David did spend some time at Pan American before applying to The University of Texas at Austin. Based on his grades and SAT scores, he was invited to apply to Plan II, an honors program in the College of Liberal Arts. He considered the offer but ultimately decided he didn’t have the strong study habits and drive needed to succeed in Plan II. Instead, he opted for a pharmacy degree. “Back then, the route to medical school for Mexican Americans was to get your pharmacy degree, so if you didn’t get into medical school, well, you’d still have a career,” he says.
Looking back, David doesn’t regret that decision. “UT opened up a world to me,” he says. “I was able to interact with students and professors from all over Texas, from out of state, and from all over the world. It expanded my vision to see that the Valley was a very limited geographical and cultural space. I was able to see that you don’t have to identify yourself by the way others identify you. There’s a person within that doesn’t need to be confined by the boundaries that others put on you.”
Supporting the Liberal Arts
After leaving the Forty Acres, David continued to expand his horizons, first by moving 1,300 miles away to attend medical school in San Diego, then by spending time in Europe and Central America. “I garnered an even greater appreciation of how we’re all world citizens,” he says. Today, he and his wife, Stephanie, have a home in Austin but spend most of their time on their ranch south of Gonzales, Texas. “I feel like I’m leading the life of my ancestors,” he says. “They were stewards of the land they lived on, and their evenings were spent in leisurely pursuit of reading and conversation.”

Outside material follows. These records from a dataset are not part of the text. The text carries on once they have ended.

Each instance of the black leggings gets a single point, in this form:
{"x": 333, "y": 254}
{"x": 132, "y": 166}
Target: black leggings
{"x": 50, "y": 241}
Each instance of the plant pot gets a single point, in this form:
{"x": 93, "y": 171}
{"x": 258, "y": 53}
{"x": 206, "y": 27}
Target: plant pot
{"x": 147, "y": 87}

The Garzas have made gifts to UT for many years, including to the College of Liberal Arts’ Thomas Jefferson Center for the Study of Core Texts and Ideas, which promotes the study of the “great books” to inspire thoughtful, critical debate and learning. After learning his gift would be matched dollar for dollar through the Texas Challenge, David established a scholarship available to all students in the College of Liberal Arts.

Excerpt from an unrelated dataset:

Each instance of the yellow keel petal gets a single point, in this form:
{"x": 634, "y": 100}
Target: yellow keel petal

While programs like STEM and business garner a lot of financial backing, he says, the liberal arts don’t always see the same kind of support, and graduates in those fields tend to make less right out of school than graduates with other degrees — something that might dissuade some students from pursuing the liberal arts in the first place. With the scholarship, he hopes to allow Plan II students to pursue further studies or career paths that speak to them. “My hope is that they can get an education that doesn’t put a big financial burden on them,” he says.
Whatever profession students choose to pursue, David believes they’d be well served by a liberal arts education. “A liberal arts degree should be a springboard to what you do,” he says. “Whether you’re going to be a doctor, a lawyer, a businessman, a philosopher, you have to learn how to think.
“It’s not what you think, it’s ‘why do you think that way?’” he continues. “How did people think in the past? How do we apply that to the way we’re thinking now? Are the events that are happening now in any way like the events of the past? Trying to answer these questions is what makes the liberal arts so worthwhile.”